I'm working on a program, which allows encrypting files before storing it on a cloud service. Currently I'm trying to figure out how to derive and store the keys.

First, I wanted to use a simple passphrase from which the file encryption keys are derived using PBKDF2HMAC and a file specific random salt. This helps providing unique nonce/key pairs, which is required for GCM mode.

Now one additional feature would allow changing the passphrase without re-encrypting and re-uploading all files. The new key derivation would look like this: The passphrase is used to generate a decryption key, again using PBKDF2HMAC with salt. This key can be used to unwrap a master key file, which is encrypted and authenticated using AES-KW. This master key is randomly generated and matches the key size used for file encryption. To generate unique keys for every file the master key is then XORed with a file specific random salt, which acts as a one-time-pad. To change the passphrase one would unwrap the master key and wrap it again using a different passphrase. I know that this technique does not allow revoking passphrases. Any previously used passphrase and master key file can still be used to decrypt the data.

While I am quite sure, that this method is secure (given that all random generated keys and salts are truly random) it seems a bit complex. Is there a reason to avoid the obvious extension to the first method? That is: Changable passphrase decrypts random master passphrase (using GCM mode), which again decrypts the files.
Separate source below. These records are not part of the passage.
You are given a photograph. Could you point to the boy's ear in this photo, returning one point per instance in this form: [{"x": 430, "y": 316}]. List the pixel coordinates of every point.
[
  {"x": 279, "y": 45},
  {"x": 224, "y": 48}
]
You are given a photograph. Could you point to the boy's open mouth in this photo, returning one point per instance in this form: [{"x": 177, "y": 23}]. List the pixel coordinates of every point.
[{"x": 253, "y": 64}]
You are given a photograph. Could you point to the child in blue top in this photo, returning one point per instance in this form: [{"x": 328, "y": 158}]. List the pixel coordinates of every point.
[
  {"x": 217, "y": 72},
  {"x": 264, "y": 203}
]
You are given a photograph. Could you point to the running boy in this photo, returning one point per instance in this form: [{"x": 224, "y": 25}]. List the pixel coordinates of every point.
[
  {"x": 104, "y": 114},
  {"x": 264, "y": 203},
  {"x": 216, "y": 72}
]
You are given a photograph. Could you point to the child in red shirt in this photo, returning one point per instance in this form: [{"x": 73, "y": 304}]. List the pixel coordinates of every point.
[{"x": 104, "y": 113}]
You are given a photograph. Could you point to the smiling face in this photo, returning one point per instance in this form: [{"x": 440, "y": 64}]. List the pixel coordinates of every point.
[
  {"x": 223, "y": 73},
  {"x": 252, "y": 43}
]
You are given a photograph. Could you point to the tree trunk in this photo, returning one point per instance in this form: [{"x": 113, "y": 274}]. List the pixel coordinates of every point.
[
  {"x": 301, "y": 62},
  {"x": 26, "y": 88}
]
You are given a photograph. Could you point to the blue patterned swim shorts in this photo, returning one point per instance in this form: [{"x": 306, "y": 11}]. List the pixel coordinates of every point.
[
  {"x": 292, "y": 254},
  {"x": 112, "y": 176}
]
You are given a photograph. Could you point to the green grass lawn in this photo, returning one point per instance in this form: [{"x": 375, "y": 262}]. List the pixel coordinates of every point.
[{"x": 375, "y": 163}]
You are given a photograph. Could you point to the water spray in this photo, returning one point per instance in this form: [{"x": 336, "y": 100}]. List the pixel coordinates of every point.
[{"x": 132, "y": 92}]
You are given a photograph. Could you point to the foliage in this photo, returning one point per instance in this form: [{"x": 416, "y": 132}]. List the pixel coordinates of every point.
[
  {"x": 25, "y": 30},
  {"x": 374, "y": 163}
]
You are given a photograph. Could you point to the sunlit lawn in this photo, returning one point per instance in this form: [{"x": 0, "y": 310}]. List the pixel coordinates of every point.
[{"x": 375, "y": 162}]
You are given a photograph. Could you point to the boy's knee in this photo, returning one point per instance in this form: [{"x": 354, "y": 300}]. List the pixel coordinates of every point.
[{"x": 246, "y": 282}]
  • $\begingroup$ I believe your scheme requires you to change the key data for EVERY file and file chunk, which could be millions or even billions of chunks $\endgroup$ Apr 22, 2016 at 23:17
  • $\begingroup$ Maybe I read it wrong and that is not required, the part "does allow revoking passphrases" should probably be "does NOT allow revoking passphrases" $\endgroup$ Apr 22, 2016 at 23:29
  • $\begingroup$ Yes, sorry. Revocation of passphrases is not possible without re-encryption. $\endgroup$
    – sebi707
    Apr 22, 2016 at 23:34

2 Answers 2


If you want to allow sharing of files between users without sharing their master key and/or pass phrase, you need to allow for something like this extra layer of "indirection" complexity.
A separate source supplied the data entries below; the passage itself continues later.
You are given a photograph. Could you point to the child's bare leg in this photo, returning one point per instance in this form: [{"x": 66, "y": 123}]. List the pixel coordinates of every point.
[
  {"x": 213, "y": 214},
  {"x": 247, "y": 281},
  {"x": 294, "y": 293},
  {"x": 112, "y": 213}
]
However, per-file keys must be crated from HKDF(master_key, file_nonce) or a similar one-way key derivation function. Using simple XOR in this case would expose the master key to anyone with whom a per-file key is shared.
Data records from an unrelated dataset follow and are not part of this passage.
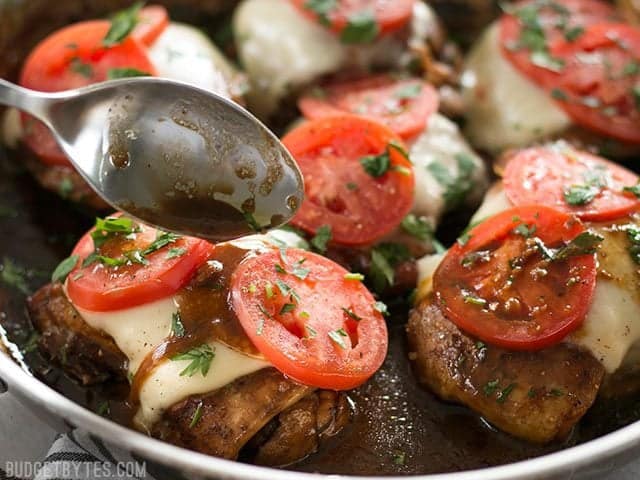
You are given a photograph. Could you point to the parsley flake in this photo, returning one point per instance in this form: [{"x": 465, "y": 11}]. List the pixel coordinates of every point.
[
  {"x": 64, "y": 269},
  {"x": 122, "y": 23},
  {"x": 200, "y": 359}
]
A file share would be simply taking the per-file key and wrapping it using some key known to the "destination" user. The "owning" user doesn't need this information, as they can always re-derive the per-file key using their master key and the per-file nonce.

Note that you will want to use a string such as "per-file key derivation" as the info parameter to HKDF to provide "domain separation". That is, you are using the source key and a nonce as input, and then deriving a key for a specific purpose. You don't want to generate the exact same key and use it for a different purpose later on, you would use for example a different info parameter if you were going to generate something else from the same master_key and file_nonce.


It's strange, but I was just thinking about this some time ago. It seems to me that you could first calculate the old master key (using the old password - you'll need that). Then calculate the new master key using your new scheme and XOR it with the old key. The result you should store with the salt. Now you have a method of calculating the old key: you just perform your new scheme and XOR with the stored value.

The biggest problem is that it would still be possible to find out the old password using the scheme above. As long as an attacker can verify that a password leads to the old key (e.g. by decrypting files) the old password may still be vulnerable. So you should make clear to users that their old password could become compromised. This is of course already the case if the data-at-rest was stolen beforehand.